Manuel, tout honteux d’avoir été surpris par Josillon en flagrant délit de mascarade, a été obligé de s’arrêter un instant derrière les haies pour se remettre de son trouble. Il sait que ni Josillon ni la Fifine ne sont bien sympathiques aux voituriers de marine, et jamais il n’a si nettement compris qu’aujourd’hui combien cette vie tumultueuse doit déplaire à des gens tranquilles comme eux ; cette pensée l’obsède d’une horrible façon, et il fait des efforts inouïs pour la chasser, quand tout à coup, en rentrant au faubourg par le pont du Moulin-Patouillet, il entend un gamin qui tape à grands coups de bâton sur un cercle intérieurement garni de petits morceaux de fer-blanc, tout en chantant à gorge déployée un des couplets de la chanson de Coulas. En approchant de Bleigny, il aperçoit le mendiant Jacques Mélin qui danse au milieu de la route, tantôt en plein soleil et tantôt perdu dans l’ombre des grands peupliers du moulin.

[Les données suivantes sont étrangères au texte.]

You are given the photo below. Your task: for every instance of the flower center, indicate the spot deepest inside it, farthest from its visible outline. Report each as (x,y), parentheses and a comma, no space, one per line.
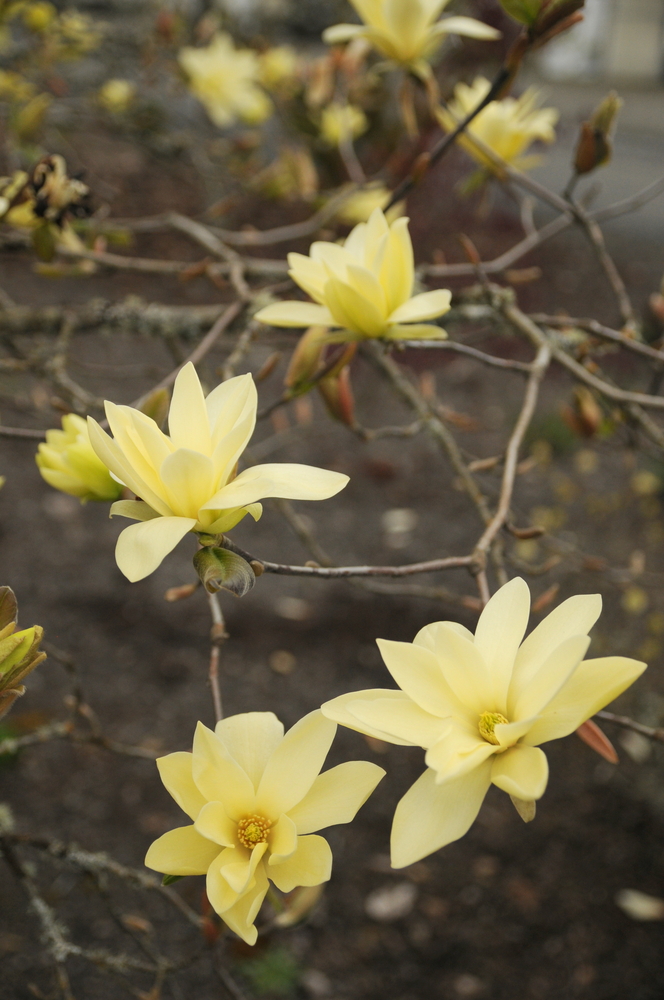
(253,830)
(487,724)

Jacques Mélin est un pauvre fou vagabond que tout le monde connaît à plusieurs lieues à la ronde dans les environs de Salins. Il vit de l’amour du bon bien, comme les oiseaux du ciel. Jacques Mélin a pour spécialité de porter des chapeaux sans fond, des vestes sans manches et des bottes sans semelles. En voyant arriver Manuel, il interrompt sa danse, et vient à pas de loup au-devant de lui ; il joint ses mains, il incline la tête d’un air tendre, puis il se met à déclamer à voix basse, avec une rapidité incroyable et d’un ton de récitatif, des lambeaux de complaintes auxquels il mêle quelques vers de la chanson de Coulas. Cette maudite chanson poursuit Manuel avec une ténacité terrible. Le voiturier redouble de vitesse afin de s’en débarrasser plus tôt. Il arrive à Cernans, et déjà il est auprès de la fontaine communale, quand il entend la voix du maréchal-ferrant qui l’appelle par son nom :

— Eh ! dis donc, Manuel ! tu fais bien le fier aujourd’hui ? Tiens, voilà ta note…

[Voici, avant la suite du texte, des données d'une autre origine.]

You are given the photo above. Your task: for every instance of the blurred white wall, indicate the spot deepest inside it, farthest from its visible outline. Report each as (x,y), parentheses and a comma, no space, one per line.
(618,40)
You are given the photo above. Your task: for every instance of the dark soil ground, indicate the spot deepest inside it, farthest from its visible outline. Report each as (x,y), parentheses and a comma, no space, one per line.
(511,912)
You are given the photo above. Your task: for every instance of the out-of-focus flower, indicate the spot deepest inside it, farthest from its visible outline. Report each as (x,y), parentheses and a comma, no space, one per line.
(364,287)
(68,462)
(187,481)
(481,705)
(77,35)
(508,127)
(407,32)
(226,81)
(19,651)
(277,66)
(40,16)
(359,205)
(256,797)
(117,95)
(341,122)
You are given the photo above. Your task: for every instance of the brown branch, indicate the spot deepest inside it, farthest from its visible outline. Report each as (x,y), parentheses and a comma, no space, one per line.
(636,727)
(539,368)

— Ha ! ha ! Voyons un peu. Et combien cela fait-il ?

— Ça fait vingt - cinq francs soixante.

— Diable ! c’est bien cher.

Manuel, qui ne s’est pas attendu à ce quart d’heure de Rabelais, n’a que onze francs sur lui. Il les remet au maréchal, en lui demandant quelques jours de répit pour le reste, et rentre bientôt à Villeneuve en maudissant de plus en plus le Cheval-Blanc, les chansons et les maréchaux.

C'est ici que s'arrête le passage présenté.